There might be occasions in the cores of these heavy stars where elements larger than iron are produced, however these will not be the norm, and a star cannot continue to burn by fusing iron.
But essentially yes, Iron is the last element produced by nuclear fusion in the cores of stars. This is a result of the binding energies, and is expected from the Semi Empirical Mass Formula (it has been a while since I used it, but my notes are at home if you want to ask more questions about it later) It is energetically preferable (i.e. an exothermic reaction) for elements smaller than this to fuse, and energetically preferable for larger elements to decay. Note I am not including in this the unstable isotopes of smaller elements, like C14 and so on which will just be the result of local energy spikes and so on, as in the case of any elements heavier than iron that might be produced. If I recall correctly though, some of the "paths" might include these smaller unstable elements, though I would have to check it out. for example A+B might fuse to create C, which is in itself unstable, but more energetically preferable than A and B. C would then decay to D+E, heading at all times towards iron.

 

[Jet Black]

ps. I'm not sure if red giants go supernovae - to be massive enough they might have to be a different colour giant (but I could be wrong).
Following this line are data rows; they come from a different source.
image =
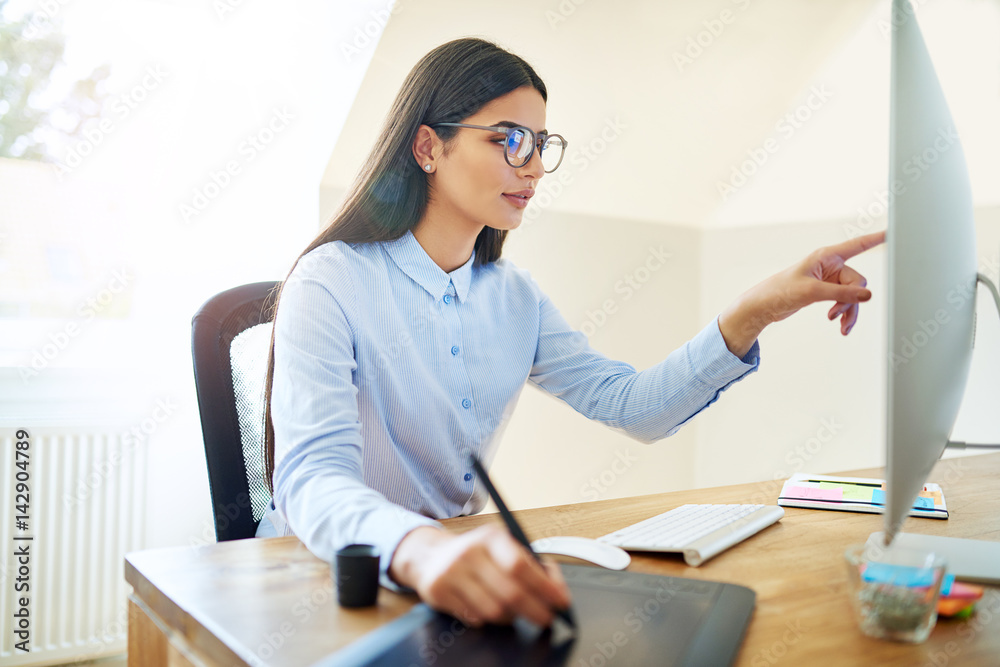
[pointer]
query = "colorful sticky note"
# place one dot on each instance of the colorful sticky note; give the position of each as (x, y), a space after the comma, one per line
(815, 493)
(858, 493)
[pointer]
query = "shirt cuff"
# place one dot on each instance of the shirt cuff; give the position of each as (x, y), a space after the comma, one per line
(388, 550)
(713, 363)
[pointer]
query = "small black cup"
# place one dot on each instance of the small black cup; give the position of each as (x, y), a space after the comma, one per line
(357, 575)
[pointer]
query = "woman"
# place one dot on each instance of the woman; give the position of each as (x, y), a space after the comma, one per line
(402, 341)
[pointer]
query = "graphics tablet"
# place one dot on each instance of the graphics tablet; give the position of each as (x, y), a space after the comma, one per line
(623, 618)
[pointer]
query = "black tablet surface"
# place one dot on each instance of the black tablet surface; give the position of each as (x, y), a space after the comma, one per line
(623, 618)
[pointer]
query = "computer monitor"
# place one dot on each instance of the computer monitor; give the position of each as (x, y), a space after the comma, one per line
(932, 275)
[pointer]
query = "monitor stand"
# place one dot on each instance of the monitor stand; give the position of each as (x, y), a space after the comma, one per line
(969, 560)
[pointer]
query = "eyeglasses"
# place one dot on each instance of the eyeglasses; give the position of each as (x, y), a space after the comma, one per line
(520, 144)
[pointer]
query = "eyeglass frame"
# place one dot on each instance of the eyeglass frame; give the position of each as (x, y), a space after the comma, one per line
(499, 129)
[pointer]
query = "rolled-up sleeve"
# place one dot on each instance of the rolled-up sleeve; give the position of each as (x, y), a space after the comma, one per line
(318, 483)
(647, 405)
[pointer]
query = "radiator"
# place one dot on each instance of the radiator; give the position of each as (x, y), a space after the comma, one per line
(87, 505)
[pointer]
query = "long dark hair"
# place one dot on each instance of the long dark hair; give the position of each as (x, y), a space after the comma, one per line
(389, 195)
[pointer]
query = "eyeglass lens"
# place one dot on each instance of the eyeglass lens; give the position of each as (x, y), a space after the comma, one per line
(519, 145)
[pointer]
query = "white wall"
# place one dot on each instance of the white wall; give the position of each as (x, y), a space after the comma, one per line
(817, 403)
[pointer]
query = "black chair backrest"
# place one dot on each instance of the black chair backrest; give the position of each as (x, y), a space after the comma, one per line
(230, 337)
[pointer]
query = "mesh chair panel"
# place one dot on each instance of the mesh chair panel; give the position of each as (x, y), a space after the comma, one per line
(230, 335)
(248, 359)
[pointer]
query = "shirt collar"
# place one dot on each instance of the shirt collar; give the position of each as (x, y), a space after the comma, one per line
(414, 261)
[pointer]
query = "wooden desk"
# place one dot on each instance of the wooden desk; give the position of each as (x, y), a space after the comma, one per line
(271, 602)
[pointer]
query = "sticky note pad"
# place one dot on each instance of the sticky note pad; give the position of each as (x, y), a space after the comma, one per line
(899, 575)
(858, 493)
(850, 491)
(815, 493)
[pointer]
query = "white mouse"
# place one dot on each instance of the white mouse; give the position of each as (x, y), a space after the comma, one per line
(584, 548)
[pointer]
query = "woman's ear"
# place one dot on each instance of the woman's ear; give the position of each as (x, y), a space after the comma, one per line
(424, 147)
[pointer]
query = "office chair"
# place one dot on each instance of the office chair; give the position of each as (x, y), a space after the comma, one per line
(230, 336)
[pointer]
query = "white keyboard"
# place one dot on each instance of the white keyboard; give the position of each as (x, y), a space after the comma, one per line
(697, 531)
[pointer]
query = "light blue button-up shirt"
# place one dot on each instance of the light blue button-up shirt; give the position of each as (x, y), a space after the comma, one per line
(389, 371)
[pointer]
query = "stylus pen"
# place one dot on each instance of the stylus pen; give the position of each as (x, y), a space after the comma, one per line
(512, 525)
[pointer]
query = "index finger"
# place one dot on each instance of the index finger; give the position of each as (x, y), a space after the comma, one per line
(858, 245)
it is the type of star. I can't remember the classifications at the moment though.

Black holes, generally speaking, originate from one of two sources: hot blue stars, which are gererally really big, about 30 solar masses, and Extra large gas clouds which achieve the critical density, for example, the supermassive black holes in the cores of galaxies. If I recall correctly, this is one of the ideas behind quasars, which were gas clouds large enough and dense enough to just collapse straight to a black hole without bothering with all the fusion jiggery pokery in the middle. I will do the calcs now.

 

[Jet Black]

I just did a back of the envelope calculation with

R=2GM/(c^2)

G= grav const
M is a billion solar masses
c is the speed of light.

and I get a density of about 10^-8 kg/m^3 as the density required for a billion solar mass object to collapse into a black hole. bear in mind I was quite sloppy with the numbers and did a fair bit of rounding since I couldn't be bothered with the calculator, so I might be an order of magnitude out either way.

 

[Polycarp1]

The elements above nickel in the periodic table are produced by giant stars in the last stages of their fusion or in the supernova explosion/implosion that ends their life as giant stars. (Cobalt and nickel are so close to iron in binding energy that small quantities of each are produced in the fusion-to-iron phase.) Basically, the star is capable of supporting a miniscule amount of endothermic reactions by its predominant exothermic activity, and this serves to create iridium, mercury, gold, lead, etc., in cosmically small amounts prior to the supernova. But principally the explosion of the supernova will serve as an energy source to fuse iron and other bottom-of-the-curve elements to produce the "supraferrous" elements at that momnent -- and some of these will be expelled into the interstellar medium by the force of the supernova.